In [2]:
import math
import numpy as np

class LogReg:
    def __init__(self,dim, l_rate):
        dim = max(1, dim)
        self.dim = dim
        self.l_rate = l_rate # learning rate
        self.weights = np.zeros(dim+1)

    def init_weights(self):
        self.weights = np.zeros(self.dim + 1)
        
    def reshape_X(self, X):
        #number of examples
        if len(X.shape) > 1 and X.shape[0] >= 1:
            num_ex = X.shape[0]
            return np.c_[ np.ones(num_ex), X]
        else:
            cur_size = X.size
            return np.r_[1, X]

    def risk_score(self, X):
        #should return (n, 1)
        res_X = self.reshape_X(X)
        my_risk = np.dot(res_X,self.weights)
        return my_risk

    def sigmoid(self, X):
        #theta(s) = e^s/(1+e^s)
        cur_es = np.exp(risk_score(X))
        return np.divide(cur_es, np.add(1, cur_es))

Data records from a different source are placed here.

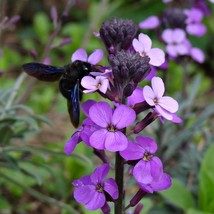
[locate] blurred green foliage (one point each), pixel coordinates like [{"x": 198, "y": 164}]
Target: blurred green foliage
[{"x": 32, "y": 161}]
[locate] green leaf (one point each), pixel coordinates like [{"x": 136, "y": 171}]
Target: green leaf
[
  {"x": 206, "y": 182},
  {"x": 193, "y": 211},
  {"x": 179, "y": 195}
]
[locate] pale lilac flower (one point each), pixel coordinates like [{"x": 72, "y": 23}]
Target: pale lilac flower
[
  {"x": 193, "y": 22},
  {"x": 164, "y": 105},
  {"x": 90, "y": 190},
  {"x": 175, "y": 39},
  {"x": 144, "y": 46},
  {"x": 136, "y": 97},
  {"x": 93, "y": 84},
  {"x": 149, "y": 168},
  {"x": 150, "y": 23},
  {"x": 93, "y": 59},
  {"x": 110, "y": 121},
  {"x": 164, "y": 182}
]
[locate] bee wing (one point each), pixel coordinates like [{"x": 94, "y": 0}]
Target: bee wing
[
  {"x": 43, "y": 72},
  {"x": 74, "y": 106}
]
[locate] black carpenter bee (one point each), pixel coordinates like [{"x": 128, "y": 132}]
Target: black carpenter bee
[{"x": 69, "y": 78}]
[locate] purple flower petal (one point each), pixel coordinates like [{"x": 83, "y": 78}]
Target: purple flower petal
[
  {"x": 133, "y": 151},
  {"x": 116, "y": 141},
  {"x": 150, "y": 23},
  {"x": 95, "y": 57},
  {"x": 158, "y": 87},
  {"x": 149, "y": 95},
  {"x": 101, "y": 114},
  {"x": 81, "y": 194},
  {"x": 146, "y": 41},
  {"x": 168, "y": 103},
  {"x": 100, "y": 173},
  {"x": 72, "y": 142},
  {"x": 86, "y": 180},
  {"x": 197, "y": 54},
  {"x": 123, "y": 116},
  {"x": 110, "y": 186},
  {"x": 79, "y": 54},
  {"x": 163, "y": 183},
  {"x": 176, "y": 119},
  {"x": 97, "y": 200},
  {"x": 142, "y": 172},
  {"x": 178, "y": 35},
  {"x": 197, "y": 29},
  {"x": 171, "y": 50},
  {"x": 136, "y": 97},
  {"x": 147, "y": 144},
  {"x": 157, "y": 56},
  {"x": 146, "y": 188},
  {"x": 103, "y": 83},
  {"x": 89, "y": 83},
  {"x": 182, "y": 49},
  {"x": 167, "y": 115},
  {"x": 98, "y": 139},
  {"x": 87, "y": 105}
]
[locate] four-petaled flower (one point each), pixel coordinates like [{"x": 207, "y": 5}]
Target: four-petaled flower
[
  {"x": 144, "y": 46},
  {"x": 110, "y": 122},
  {"x": 193, "y": 21},
  {"x": 164, "y": 105},
  {"x": 148, "y": 171},
  {"x": 90, "y": 190},
  {"x": 91, "y": 84},
  {"x": 175, "y": 39}
]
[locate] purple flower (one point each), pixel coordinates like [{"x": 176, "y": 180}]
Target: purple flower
[
  {"x": 164, "y": 182},
  {"x": 91, "y": 84},
  {"x": 193, "y": 21},
  {"x": 149, "y": 167},
  {"x": 136, "y": 97},
  {"x": 81, "y": 54},
  {"x": 148, "y": 171},
  {"x": 90, "y": 190},
  {"x": 164, "y": 105},
  {"x": 108, "y": 136},
  {"x": 175, "y": 39},
  {"x": 144, "y": 46},
  {"x": 150, "y": 23}
]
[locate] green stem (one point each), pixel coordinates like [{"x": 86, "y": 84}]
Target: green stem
[{"x": 119, "y": 171}]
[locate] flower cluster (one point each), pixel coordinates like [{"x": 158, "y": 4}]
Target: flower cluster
[
  {"x": 113, "y": 126},
  {"x": 177, "y": 22}
]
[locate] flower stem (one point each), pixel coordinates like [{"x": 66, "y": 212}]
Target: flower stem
[{"x": 119, "y": 168}]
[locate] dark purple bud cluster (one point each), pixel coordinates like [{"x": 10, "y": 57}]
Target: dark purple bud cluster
[
  {"x": 117, "y": 34},
  {"x": 174, "y": 18},
  {"x": 128, "y": 70}
]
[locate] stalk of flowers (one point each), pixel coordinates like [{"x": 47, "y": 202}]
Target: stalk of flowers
[
  {"x": 112, "y": 125},
  {"x": 176, "y": 23}
]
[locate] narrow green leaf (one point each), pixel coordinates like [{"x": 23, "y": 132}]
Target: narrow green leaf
[
  {"x": 193, "y": 211},
  {"x": 179, "y": 196},
  {"x": 206, "y": 182}
]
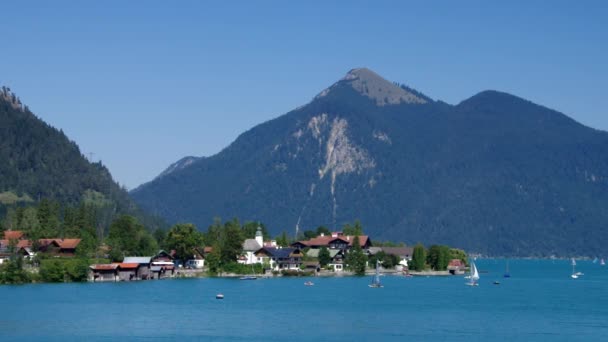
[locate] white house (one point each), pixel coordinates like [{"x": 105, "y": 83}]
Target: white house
[{"x": 250, "y": 246}]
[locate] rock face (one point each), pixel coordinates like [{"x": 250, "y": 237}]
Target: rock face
[{"x": 494, "y": 174}]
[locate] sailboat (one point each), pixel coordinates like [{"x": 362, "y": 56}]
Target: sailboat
[
  {"x": 474, "y": 275},
  {"x": 376, "y": 278},
  {"x": 252, "y": 276},
  {"x": 575, "y": 274}
]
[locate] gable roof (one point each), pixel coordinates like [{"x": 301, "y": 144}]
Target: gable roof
[
  {"x": 137, "y": 260},
  {"x": 13, "y": 234},
  {"x": 314, "y": 252},
  {"x": 104, "y": 267},
  {"x": 68, "y": 243},
  {"x": 279, "y": 253},
  {"x": 251, "y": 245},
  {"x": 326, "y": 240},
  {"x": 398, "y": 251}
]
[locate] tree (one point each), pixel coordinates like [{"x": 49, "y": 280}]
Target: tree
[
  {"x": 283, "y": 240},
  {"x": 310, "y": 234},
  {"x": 231, "y": 242},
  {"x": 356, "y": 258},
  {"x": 160, "y": 235},
  {"x": 214, "y": 260},
  {"x": 214, "y": 231},
  {"x": 438, "y": 257},
  {"x": 183, "y": 238},
  {"x": 355, "y": 229},
  {"x": 418, "y": 258},
  {"x": 323, "y": 230},
  {"x": 129, "y": 237},
  {"x": 324, "y": 256}
]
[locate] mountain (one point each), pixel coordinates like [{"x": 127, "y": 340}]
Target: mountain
[
  {"x": 494, "y": 174},
  {"x": 38, "y": 161}
]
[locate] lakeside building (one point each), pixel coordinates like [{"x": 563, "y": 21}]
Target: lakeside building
[
  {"x": 251, "y": 246},
  {"x": 278, "y": 258},
  {"x": 334, "y": 241},
  {"x": 15, "y": 241}
]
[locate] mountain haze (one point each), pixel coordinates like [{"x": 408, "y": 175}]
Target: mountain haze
[
  {"x": 38, "y": 161},
  {"x": 494, "y": 174}
]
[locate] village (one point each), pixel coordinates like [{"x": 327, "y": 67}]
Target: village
[{"x": 323, "y": 255}]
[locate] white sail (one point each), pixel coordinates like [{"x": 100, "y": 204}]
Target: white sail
[{"x": 474, "y": 273}]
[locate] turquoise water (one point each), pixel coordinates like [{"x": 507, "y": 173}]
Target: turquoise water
[{"x": 540, "y": 302}]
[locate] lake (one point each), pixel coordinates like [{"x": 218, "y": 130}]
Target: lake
[{"x": 540, "y": 302}]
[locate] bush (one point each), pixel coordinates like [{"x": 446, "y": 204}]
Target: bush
[
  {"x": 11, "y": 272},
  {"x": 296, "y": 273},
  {"x": 237, "y": 268},
  {"x": 64, "y": 270}
]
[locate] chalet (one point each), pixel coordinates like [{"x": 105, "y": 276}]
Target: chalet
[
  {"x": 281, "y": 258},
  {"x": 59, "y": 247},
  {"x": 128, "y": 271},
  {"x": 162, "y": 258},
  {"x": 104, "y": 272},
  {"x": 403, "y": 253},
  {"x": 250, "y": 246},
  {"x": 162, "y": 264},
  {"x": 143, "y": 271},
  {"x": 13, "y": 235},
  {"x": 336, "y": 258},
  {"x": 198, "y": 258},
  {"x": 334, "y": 242},
  {"x": 456, "y": 266}
]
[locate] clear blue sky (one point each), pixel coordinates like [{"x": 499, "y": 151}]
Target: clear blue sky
[{"x": 143, "y": 83}]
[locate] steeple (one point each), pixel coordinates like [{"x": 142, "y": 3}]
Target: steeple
[{"x": 259, "y": 237}]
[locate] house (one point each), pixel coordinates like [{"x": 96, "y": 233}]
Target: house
[
  {"x": 336, "y": 258},
  {"x": 456, "y": 266},
  {"x": 250, "y": 246},
  {"x": 13, "y": 235},
  {"x": 143, "y": 272},
  {"x": 312, "y": 266},
  {"x": 162, "y": 264},
  {"x": 198, "y": 258},
  {"x": 162, "y": 258},
  {"x": 280, "y": 258},
  {"x": 12, "y": 247},
  {"x": 104, "y": 272},
  {"x": 333, "y": 242},
  {"x": 59, "y": 247},
  {"x": 403, "y": 253},
  {"x": 128, "y": 271}
]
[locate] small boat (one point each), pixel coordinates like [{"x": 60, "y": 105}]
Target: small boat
[
  {"x": 474, "y": 277},
  {"x": 251, "y": 276},
  {"x": 376, "y": 278},
  {"x": 575, "y": 274}
]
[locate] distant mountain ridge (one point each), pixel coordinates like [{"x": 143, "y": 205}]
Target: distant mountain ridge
[
  {"x": 38, "y": 161},
  {"x": 495, "y": 174}
]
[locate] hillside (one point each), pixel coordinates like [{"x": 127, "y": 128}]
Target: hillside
[
  {"x": 495, "y": 174},
  {"x": 38, "y": 161}
]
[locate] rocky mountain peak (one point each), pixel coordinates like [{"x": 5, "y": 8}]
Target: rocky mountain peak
[{"x": 370, "y": 84}]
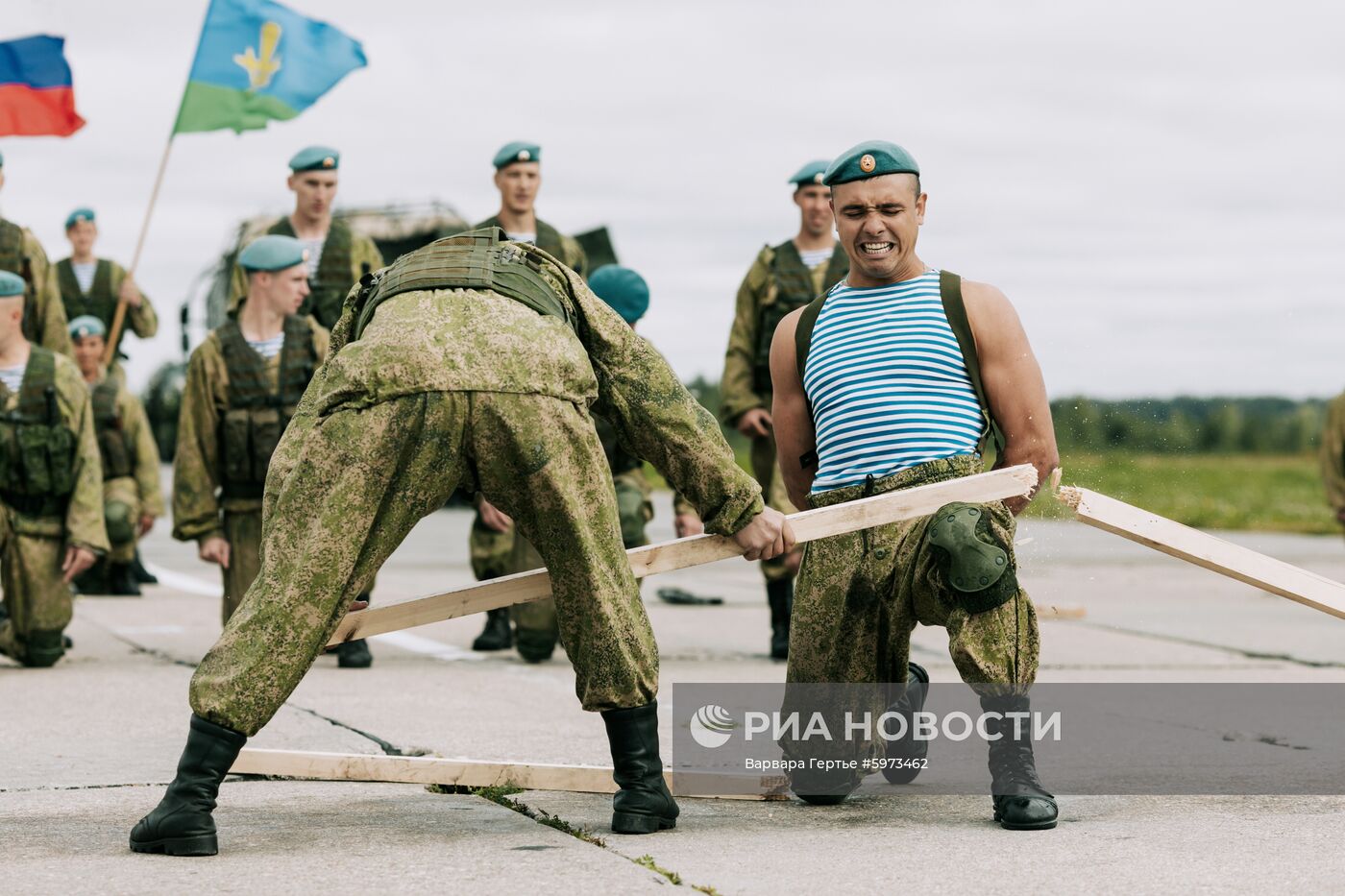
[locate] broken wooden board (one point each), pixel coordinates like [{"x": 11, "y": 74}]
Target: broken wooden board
[
  {"x": 810, "y": 525},
  {"x": 463, "y": 772},
  {"x": 1206, "y": 550}
]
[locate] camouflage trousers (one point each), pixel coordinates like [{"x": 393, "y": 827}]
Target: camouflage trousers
[
  {"x": 535, "y": 621},
  {"x": 861, "y": 594},
  {"x": 350, "y": 489},
  {"x": 121, "y": 512},
  {"x": 766, "y": 470},
  {"x": 242, "y": 532},
  {"x": 37, "y": 601}
]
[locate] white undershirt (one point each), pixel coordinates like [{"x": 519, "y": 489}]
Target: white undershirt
[
  {"x": 12, "y": 376},
  {"x": 268, "y": 349},
  {"x": 84, "y": 275}
]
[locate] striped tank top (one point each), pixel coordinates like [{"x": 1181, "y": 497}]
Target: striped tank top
[{"x": 887, "y": 382}]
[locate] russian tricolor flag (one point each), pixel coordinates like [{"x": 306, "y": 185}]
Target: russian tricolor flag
[{"x": 37, "y": 94}]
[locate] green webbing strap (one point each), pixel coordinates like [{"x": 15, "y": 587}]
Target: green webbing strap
[{"x": 950, "y": 291}]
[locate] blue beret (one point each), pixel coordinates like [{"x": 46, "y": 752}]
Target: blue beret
[
  {"x": 86, "y": 326},
  {"x": 11, "y": 284},
  {"x": 315, "y": 159},
  {"x": 517, "y": 151},
  {"x": 77, "y": 215},
  {"x": 622, "y": 288},
  {"x": 869, "y": 159},
  {"x": 272, "y": 254},
  {"x": 810, "y": 174}
]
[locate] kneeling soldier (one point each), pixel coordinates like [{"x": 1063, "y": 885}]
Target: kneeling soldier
[
  {"x": 470, "y": 361},
  {"x": 50, "y": 487},
  {"x": 896, "y": 378},
  {"x": 131, "y": 496}
]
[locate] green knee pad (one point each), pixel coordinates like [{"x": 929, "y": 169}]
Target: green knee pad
[
  {"x": 968, "y": 554},
  {"x": 42, "y": 648},
  {"x": 121, "y": 527}
]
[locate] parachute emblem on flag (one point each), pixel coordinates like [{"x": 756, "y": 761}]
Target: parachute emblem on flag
[{"x": 261, "y": 67}]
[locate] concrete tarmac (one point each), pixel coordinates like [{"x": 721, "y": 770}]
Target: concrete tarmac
[{"x": 87, "y": 745}]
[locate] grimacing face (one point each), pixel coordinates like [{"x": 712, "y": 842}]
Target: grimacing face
[
  {"x": 83, "y": 234},
  {"x": 814, "y": 204},
  {"x": 89, "y": 352},
  {"x": 518, "y": 184},
  {"x": 315, "y": 191},
  {"x": 878, "y": 221}
]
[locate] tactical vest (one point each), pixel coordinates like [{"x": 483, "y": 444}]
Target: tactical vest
[
  {"x": 257, "y": 415},
  {"x": 950, "y": 292},
  {"x": 791, "y": 288},
  {"x": 474, "y": 260},
  {"x": 333, "y": 276},
  {"x": 114, "y": 444},
  {"x": 100, "y": 302},
  {"x": 13, "y": 261},
  {"x": 37, "y": 447}
]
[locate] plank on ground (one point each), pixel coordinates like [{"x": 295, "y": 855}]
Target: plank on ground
[
  {"x": 1207, "y": 550},
  {"x": 459, "y": 772},
  {"x": 696, "y": 550}
]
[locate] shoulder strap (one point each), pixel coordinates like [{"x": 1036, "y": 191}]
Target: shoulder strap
[{"x": 950, "y": 291}]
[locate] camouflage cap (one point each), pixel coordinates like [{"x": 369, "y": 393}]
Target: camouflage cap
[
  {"x": 810, "y": 174},
  {"x": 11, "y": 284},
  {"x": 517, "y": 151},
  {"x": 869, "y": 159},
  {"x": 623, "y": 289},
  {"x": 315, "y": 159},
  {"x": 86, "y": 326},
  {"x": 272, "y": 252},
  {"x": 77, "y": 215}
]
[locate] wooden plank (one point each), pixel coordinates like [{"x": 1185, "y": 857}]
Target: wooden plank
[
  {"x": 464, "y": 772},
  {"x": 1206, "y": 550},
  {"x": 696, "y": 550}
]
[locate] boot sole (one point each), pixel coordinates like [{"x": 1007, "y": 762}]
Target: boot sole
[
  {"x": 632, "y": 824},
  {"x": 205, "y": 845}
]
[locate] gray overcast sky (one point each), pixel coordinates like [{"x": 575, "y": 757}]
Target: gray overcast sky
[{"x": 1157, "y": 186}]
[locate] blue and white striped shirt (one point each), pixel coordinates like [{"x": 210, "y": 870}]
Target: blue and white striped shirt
[{"x": 887, "y": 382}]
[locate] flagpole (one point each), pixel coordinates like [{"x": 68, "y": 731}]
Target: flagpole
[{"x": 118, "y": 318}]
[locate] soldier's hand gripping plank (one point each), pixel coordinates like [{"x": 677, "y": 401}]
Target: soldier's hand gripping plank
[
  {"x": 471, "y": 361},
  {"x": 897, "y": 376}
]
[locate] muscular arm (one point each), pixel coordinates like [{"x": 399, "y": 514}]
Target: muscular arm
[
  {"x": 794, "y": 432},
  {"x": 1013, "y": 382}
]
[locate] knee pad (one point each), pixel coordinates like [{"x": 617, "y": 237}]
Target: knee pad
[
  {"x": 971, "y": 557},
  {"x": 121, "y": 527},
  {"x": 42, "y": 648}
]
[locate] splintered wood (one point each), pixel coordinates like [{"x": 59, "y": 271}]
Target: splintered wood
[
  {"x": 1206, "y": 550},
  {"x": 810, "y": 525},
  {"x": 463, "y": 772}
]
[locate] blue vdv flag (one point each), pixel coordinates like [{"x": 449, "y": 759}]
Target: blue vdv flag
[{"x": 258, "y": 61}]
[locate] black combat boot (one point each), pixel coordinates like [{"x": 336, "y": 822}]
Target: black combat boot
[
  {"x": 121, "y": 580},
  {"x": 643, "y": 805},
  {"x": 143, "y": 574},
  {"x": 779, "y": 593},
  {"x": 497, "y": 635},
  {"x": 181, "y": 824},
  {"x": 908, "y": 752},
  {"x": 1019, "y": 799}
]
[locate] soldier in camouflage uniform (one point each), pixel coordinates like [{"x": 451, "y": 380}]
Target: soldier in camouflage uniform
[
  {"x": 535, "y": 623},
  {"x": 518, "y": 177},
  {"x": 893, "y": 379},
  {"x": 338, "y": 255},
  {"x": 43, "y": 315},
  {"x": 132, "y": 498},
  {"x": 470, "y": 361},
  {"x": 50, "y": 487},
  {"x": 780, "y": 280},
  {"x": 93, "y": 285}
]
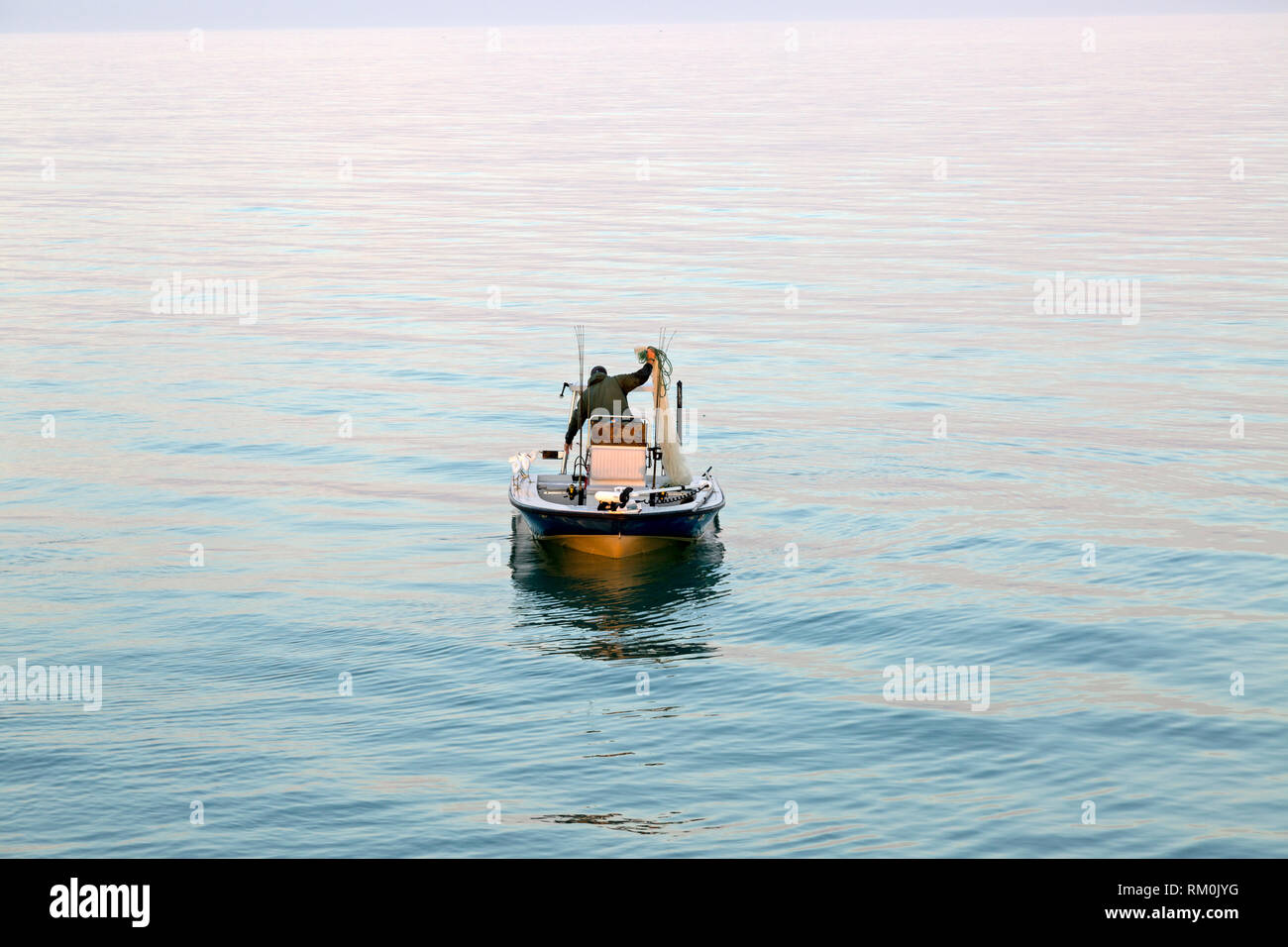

    def gradient(self, X, y):
        #grad(E_in) = (-1/N)*sum(n=1;N){(y_n*x_n)/(1+e^(y_n*wT(t)*x_n))}
        res_X = self.reshape_X(X)
        cur_N = X.shape[0]
        cur_numer = np.multiply(y,res_X) #y_n*x_n by row, should be (n,dim+1)
        #should return (n,1)
        cur_denom = np.add(1, np.exp(np.multiply(y, self.risk_score(X))))
        #divide cur_numer row wise by cur_denom, should still be (n, dim+1)
        presum = np.divide(cur_numer, cur_denom)
        #sum by column
        cur_sum = np.sum(presum, axis = 0)
        #now normalize by (-1/N) and return
        cur_sum = np.divide(cur_sum, -1*cur_N)
        return cur_sum

    def sto_gradient(self, xn, yn):
        #stochastic gradient, should be only one example
        res_X = self.reshape_X(xn)
        cur_numer = np.multiply(yn, res_X)
        cur_denom = np.add(1, np.exp(np.multiply(yn, self.risk_score(xn))))
        return np.multiply(-1, np.divide(cur_numer, cur_denom))
    
    def update_weights(self, X, y):
        #w(t+1) = w(t) - l_rate * gradient
        cur_grad = self.gradient(X,y)
        self.weights = np.subtract(self.weights, np.multiply(self.l_rate, cur_grad))
    
    def sto_gd(self, X, y):
        # a run of stochastic gradient descent
        cur_num = X.shape[0]
        #get indices for every row/example in X and shuffle them
        cur_idxs = np.arange(cur_num)
        np.random.shuffle(cur_idxs)
        #now update weights one by one
        for cur_idx in cur_idxs:
            cur_grad = self.sto_gradient(X[cur_idx], y[cur_idx])
            self.weights = np.subtract(self.weights, np.multiply(self.l_rate, cur_grad))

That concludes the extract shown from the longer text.